As of 2025, speleological organizations from the following regions and cities were members of the Association of Speleologists of the Urals:

- Regions – Sverdlovsk Oblast, Perm Krai, Samara Oblast, Orenburg Oblast, the Republic of Bashkortostan, Čeljabinsk Oblast;

- Cities (they are ordered alphabetically) – Čeljabinsk, Ekaterinburg, Magnitogorsk, Miass, Orenburg, Perm, Pervouralsk, Polevskoj, Salavat, Samara, Syzran', Sim, Snežinsk, Troick and Ufa.

== List of presidents ==
There were 7 presidents of ASU, and Sergej Jur'evič Ryčagov from Ufa was the longest serving, from 2014 to 2021:
| * 1989–1992: Aleksandr Višnevskij * 1993–1998: Semën Baranov * 1999–2004: Sergej Evdokimov | * 2005–2011: Anatolij Afanas'ev * 2012–2014: Petr Grigor'ev * 2014–2021: Sergej Ryčagov | * since 2021: Artur Asylgužin |

== Publications ==
Since 1999, ASU has published the Bulletin of the Association of Speleologists of the Urals.
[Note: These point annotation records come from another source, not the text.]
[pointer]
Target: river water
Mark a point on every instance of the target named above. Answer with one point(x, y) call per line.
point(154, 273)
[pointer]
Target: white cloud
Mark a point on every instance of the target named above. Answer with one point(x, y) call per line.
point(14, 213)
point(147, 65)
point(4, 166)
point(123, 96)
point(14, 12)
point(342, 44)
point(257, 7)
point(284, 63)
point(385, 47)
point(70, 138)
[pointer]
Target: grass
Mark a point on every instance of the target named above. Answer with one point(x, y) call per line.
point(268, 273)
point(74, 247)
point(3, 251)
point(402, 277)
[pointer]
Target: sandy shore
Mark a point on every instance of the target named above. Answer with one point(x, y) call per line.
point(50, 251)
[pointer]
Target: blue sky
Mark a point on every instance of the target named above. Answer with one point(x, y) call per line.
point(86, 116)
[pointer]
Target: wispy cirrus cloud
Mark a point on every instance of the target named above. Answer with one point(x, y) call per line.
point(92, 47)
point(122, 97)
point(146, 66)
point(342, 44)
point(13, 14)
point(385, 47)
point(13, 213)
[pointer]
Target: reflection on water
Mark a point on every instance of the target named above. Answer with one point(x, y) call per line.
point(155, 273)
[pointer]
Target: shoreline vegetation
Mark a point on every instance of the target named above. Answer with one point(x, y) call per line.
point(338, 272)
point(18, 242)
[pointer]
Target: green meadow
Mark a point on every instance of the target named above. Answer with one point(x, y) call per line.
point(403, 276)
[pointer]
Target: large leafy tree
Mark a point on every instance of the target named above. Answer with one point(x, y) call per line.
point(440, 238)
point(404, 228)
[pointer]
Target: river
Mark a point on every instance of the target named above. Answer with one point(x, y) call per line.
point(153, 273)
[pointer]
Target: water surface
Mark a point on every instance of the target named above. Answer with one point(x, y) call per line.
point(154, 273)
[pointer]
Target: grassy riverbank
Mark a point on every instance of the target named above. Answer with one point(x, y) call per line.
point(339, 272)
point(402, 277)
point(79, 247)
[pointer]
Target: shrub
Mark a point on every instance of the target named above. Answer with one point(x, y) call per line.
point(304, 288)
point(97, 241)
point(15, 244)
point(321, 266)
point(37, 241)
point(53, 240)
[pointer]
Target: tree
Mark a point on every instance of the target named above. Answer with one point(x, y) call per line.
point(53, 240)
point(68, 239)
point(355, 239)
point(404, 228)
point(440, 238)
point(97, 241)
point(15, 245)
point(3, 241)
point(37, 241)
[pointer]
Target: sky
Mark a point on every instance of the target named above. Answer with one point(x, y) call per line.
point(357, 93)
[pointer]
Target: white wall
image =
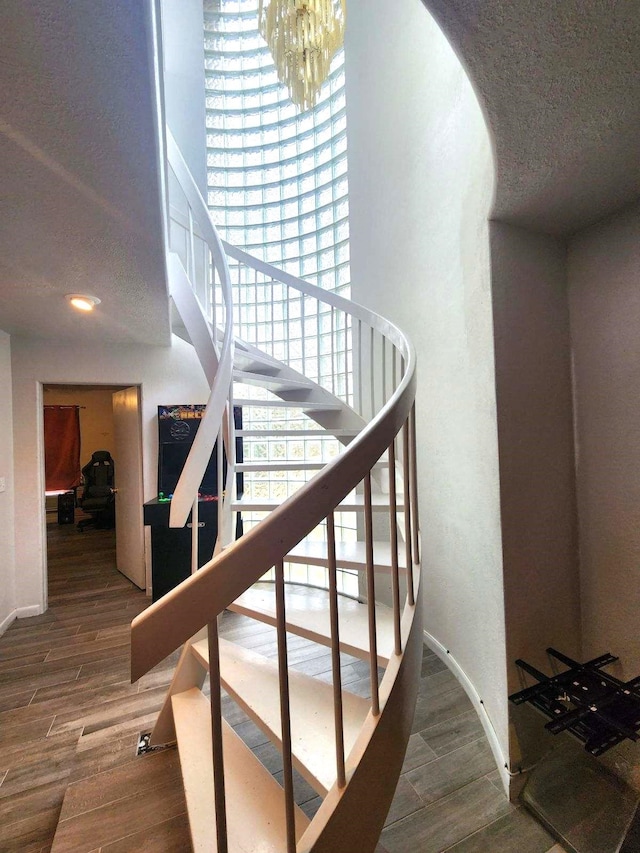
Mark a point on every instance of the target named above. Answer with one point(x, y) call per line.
point(535, 431)
point(183, 54)
point(421, 186)
point(604, 278)
point(7, 564)
point(166, 374)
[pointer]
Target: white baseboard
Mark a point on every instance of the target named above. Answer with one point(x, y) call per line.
point(472, 693)
point(26, 612)
point(7, 621)
point(19, 613)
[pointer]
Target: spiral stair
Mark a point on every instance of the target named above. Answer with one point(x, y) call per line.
point(349, 512)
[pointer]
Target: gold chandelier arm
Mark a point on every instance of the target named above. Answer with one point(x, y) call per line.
point(303, 37)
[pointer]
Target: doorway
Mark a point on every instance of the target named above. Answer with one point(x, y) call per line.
point(110, 420)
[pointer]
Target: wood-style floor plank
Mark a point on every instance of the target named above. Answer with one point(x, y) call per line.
point(69, 717)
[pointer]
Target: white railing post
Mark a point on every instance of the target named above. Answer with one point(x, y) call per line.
point(285, 709)
point(216, 735)
point(335, 651)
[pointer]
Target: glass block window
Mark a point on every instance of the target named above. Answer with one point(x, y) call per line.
point(277, 178)
point(277, 188)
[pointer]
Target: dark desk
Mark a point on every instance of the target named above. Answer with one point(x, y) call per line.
point(171, 546)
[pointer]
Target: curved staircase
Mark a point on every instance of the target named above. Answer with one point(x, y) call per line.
point(338, 379)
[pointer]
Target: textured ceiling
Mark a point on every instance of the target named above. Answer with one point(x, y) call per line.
point(79, 197)
point(79, 209)
point(559, 81)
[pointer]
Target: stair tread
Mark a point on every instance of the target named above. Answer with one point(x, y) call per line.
point(255, 811)
point(307, 406)
point(252, 680)
point(296, 433)
point(351, 503)
point(301, 465)
point(313, 622)
point(349, 555)
point(271, 382)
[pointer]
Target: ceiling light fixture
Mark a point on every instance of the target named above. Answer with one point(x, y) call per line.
point(82, 302)
point(303, 36)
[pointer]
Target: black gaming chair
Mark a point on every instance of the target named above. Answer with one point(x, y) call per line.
point(98, 497)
It brings match reports, conference reports, regulations, and other official ASU documents on about 20 pages, black and white, without photos. The bulletin was published up to four times a year, often more rarely; the last issue was in 2009.

Journal ASU is the official periodical of the association. Published since 2006, it features expedition reports, deep-sea exploration, and articles on speleology and competitions. In 2022, the publication was renamed to "Abyss" (Bezdna).